In order for that to work kube-proxy
--cluster-cidr
flag must be set:
The CIDR range of pods in the cluster. When configured, traffic sent to a Service cluster IP from outside this range will be masqueraded and traffic sent from pods to an external LoadBalancer IP will be directed to the respective cluster IP instead
So that traffic that arrive to the node that acts as services gateway can be masquaraded and redirected to the proper destination.

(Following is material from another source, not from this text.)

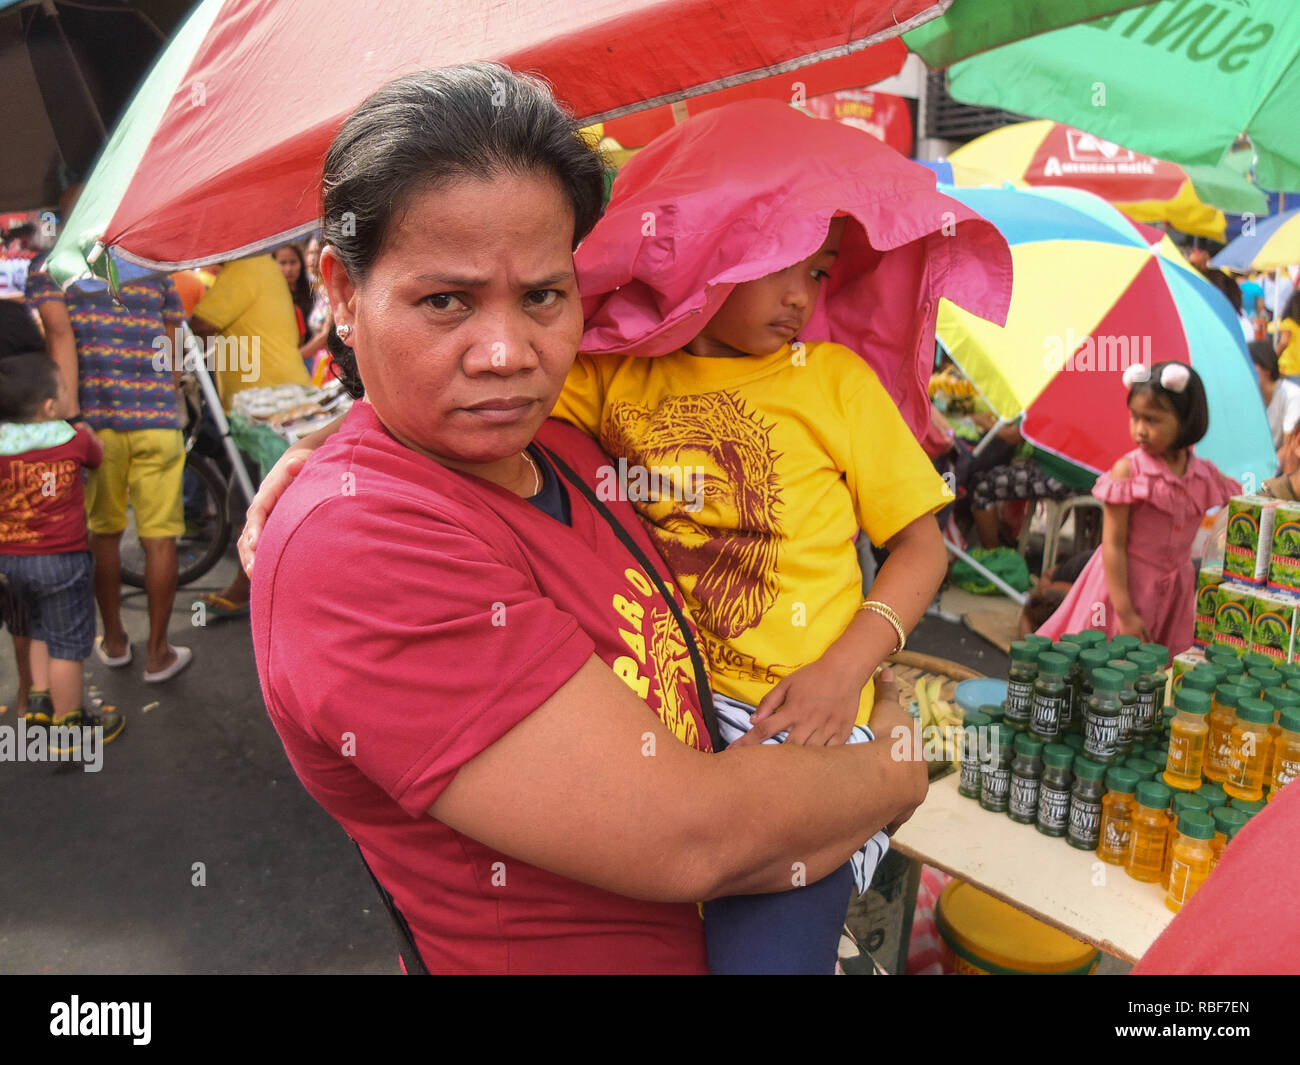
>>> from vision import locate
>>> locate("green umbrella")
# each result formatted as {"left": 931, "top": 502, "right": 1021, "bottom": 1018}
{"left": 904, "top": 0, "right": 1154, "bottom": 67}
{"left": 946, "top": 0, "right": 1300, "bottom": 191}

Because we have graceful restart enabled on all peers:
[peer-groups.graceful-restart.config]
enabled = true
which is needed in order to avoid calico-node
pod restarts causing blinks on the network, that introduces a problem. If the node that acts as a gateway for services dies, it will still remain advertised for as long as the bird
instances asked as a graceful restart period (by default 2mins) and all requests to services will fail.
That may be solved by using long lived graceful restart bgp feature (https://github.com/osrg/gobgp/blob/master/docs/sources/graceful-restart.md#long-lived-graceful-restart)
This feature will still allow the route to the failing node to be in the rib, but since the node is not responding the route will be marked as stale and get de-selected as the prefered one to be advertised downstream.
Sadly long lived graceful restart is not available through calico-node bird instance at the moment and the above setup will be possible after this: https://github.com/projectcalico/calico/issues/2470#issuecomment-483370379 is resolved.
Limitations - Network Policies
Obviously in order to allow cross cluster pod to pod communication you will need to tune network policies (in case they are used) to allow the whole pod cidr of the other cluster talk to your pod, since the local calico deployment cannot know anything about the remote cluster. That means that you open your pod to the other cluster and access limiting becomes now a work that should be handled on pod level rather than network/iptables level (the way it is done with network policies).